WASHINGTON – Israel
has recently become a major issue in the Democrat-Republican feud in Washington. Even those genuinely worried about Chuck Hagel's
appointment as defense secretary should be far more concerned that Israel is once again a pawn in the American capital's political game.
The Emergency Committee for Israel was a major player in the fight for the Jewish vote in the latest US elections, taking care to represent Obama
as anti-Israel and reluctant to fight Iran's nuclear program.
Their anti-Obama campaign included videos and press releases which depicted the president in a negative light.
The charge against Hagel's appointment took a similar direction. The same group that tried to discredit Obama is now on a mission to undercut Hagel's appointment. Having unearthed past Hagel quotes the group released a scathing advert on TV channels in New York and Washington.
"While President Obama says all options are on the table, Hagel says military action is not a viable, feasible action," the ad said.
From the anti-Hagel advert
Republicans are apparently under the impression that the presidential elections are still going on considering that Dan Senor, Mitt Romney's senior foreign policy adviser, continues to appear on TV to slam Hagel's appointment.
Anti Obama advert
In response, David Axelrod, the brains behind Obama's election campaign, twitted a warning: "Supporters of Israel, of which I am one, also make a huge mistake by depicting Hagel as hostile." Senor and Axelrod are both Jews and Israel supporters, though they represent opposite views in the current political debate.
The argument has also reached US media with Washington Post columnist Jennifer Rubin taking up the rightist position in criticizing Hagel and the New York Times' Richard Cohen advocating for the ex-senator. Cohen says that Hagel's Senate hearing should decide who Israel's true friends really are.
Ari Fleischer, Jewish White House spokesman for the Bush administration, told CNN that Hagel will be a "disaster" for Israel. Aaron Miller, a Jewish-American diplomat whose interview with Hagel in 2006 provided ammunition against his appointment, said that Hagel's statements were distorted.
While the pro-Israel American Right attacked the Hagel appointment, the Left has played the defense through the National Jewish Democratic Council, J Street and other organizations.
Hold the same views. Obama and Hagel (Photo: MCT)
The conflict over the new defense secretary is reminiscent of Israel's settlement debate. Right wingers are convinced they are patriots defending the nation while the Left thinks Israel needs "tough love. "
Obama will not fold
Republican Senator Lindsey Graham defined Hagel's proposed role as defense secretary as the "most opposed" to Israel in history.
However, many would note that Caspar Weinberger, President Ronald Reagan's defense secretary, was much more critical of Israel than Hagel.
Hagel's record does include a few questionable statements, like his reference to the American Israel Public Affairs Committee (AIPAC) as the "Jewish Lobby" and his refusal to sign petitions by AIPAC.

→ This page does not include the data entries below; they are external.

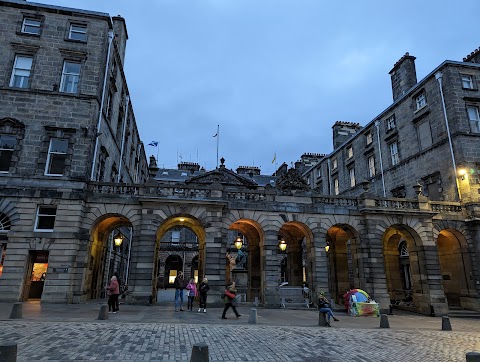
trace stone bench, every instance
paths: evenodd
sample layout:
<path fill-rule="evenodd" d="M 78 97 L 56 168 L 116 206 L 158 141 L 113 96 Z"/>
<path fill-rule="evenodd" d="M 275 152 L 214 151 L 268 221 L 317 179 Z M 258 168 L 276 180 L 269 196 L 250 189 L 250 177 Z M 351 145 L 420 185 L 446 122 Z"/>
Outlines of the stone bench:
<path fill-rule="evenodd" d="M 280 294 L 280 306 L 282 308 L 286 308 L 287 305 L 310 308 L 308 293 L 306 293 L 302 287 L 280 287 L 278 292 Z"/>

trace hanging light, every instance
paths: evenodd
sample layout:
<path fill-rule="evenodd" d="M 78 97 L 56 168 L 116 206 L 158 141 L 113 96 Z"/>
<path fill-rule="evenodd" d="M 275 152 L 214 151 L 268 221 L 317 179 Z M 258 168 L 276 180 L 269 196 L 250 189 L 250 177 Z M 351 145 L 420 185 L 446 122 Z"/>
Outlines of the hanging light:
<path fill-rule="evenodd" d="M 118 233 L 113 237 L 113 242 L 115 243 L 116 246 L 122 245 L 123 242 L 123 235 L 121 233 Z"/>
<path fill-rule="evenodd" d="M 287 242 L 285 241 L 285 239 L 283 238 L 280 239 L 278 243 L 278 247 L 280 248 L 281 251 L 287 250 Z"/>
<path fill-rule="evenodd" d="M 237 239 L 235 239 L 234 244 L 235 244 L 235 247 L 237 248 L 237 250 L 240 250 L 242 248 L 243 240 L 242 240 L 240 235 L 237 236 Z"/>
<path fill-rule="evenodd" d="M 327 241 L 327 246 L 325 247 L 325 251 L 328 253 L 330 250 L 330 243 Z"/>

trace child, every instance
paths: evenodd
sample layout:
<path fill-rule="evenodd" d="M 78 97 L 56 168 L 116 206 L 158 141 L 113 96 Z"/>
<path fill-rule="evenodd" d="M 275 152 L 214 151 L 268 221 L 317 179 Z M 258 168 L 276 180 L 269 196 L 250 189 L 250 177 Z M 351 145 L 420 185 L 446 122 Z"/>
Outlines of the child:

Indeed he has a lot to explain in the upcoming Senate hearing and in private regarding Israel and Iran. Nevertheless, as a senator he consistently voted for military aid for Israel and initiated anti-Hamas
legislation in 2006.
Eric Cantor, Jewish leader of the Republican majority in the House and a staunch Israel supporter, announced his disappointment at Hagel's nomination. Obama, however, is showing no signs of capitulating.

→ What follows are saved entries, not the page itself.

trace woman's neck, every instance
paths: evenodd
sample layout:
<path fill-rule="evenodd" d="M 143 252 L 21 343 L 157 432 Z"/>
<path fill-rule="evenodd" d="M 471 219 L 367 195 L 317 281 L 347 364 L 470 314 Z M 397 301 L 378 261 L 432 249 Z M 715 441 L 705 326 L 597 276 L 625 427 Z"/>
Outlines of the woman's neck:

In fact, Israel has nothing to do with Obama's choice. Obama's Israel and Iran policy hasn't changed. His decision is based on the belief that Hagel will stand strong in the face of pressure against major cuts in the defense budget.
Hagel himself is far from being anti-Israel. But to win the Senate's trust he will have to convince at least 10 Democrat senators, Jewish and non-Jewish Israel supporters, to remove their objection to his appointment.
Hagel made the first step in this direction in an interview for a Nebraska paper and in private talks.
The White House examined Hagel's voting history regarding Israel and Iran and came to the conclusion that as far as US-Israel military cooperation and sanctions against Iran go, Hagel's views are in line with the president's.
Sources close to Obama were satisfied with Hagel's views regarding the two-state solution – not just as an American interest but as an Israeli one, as well.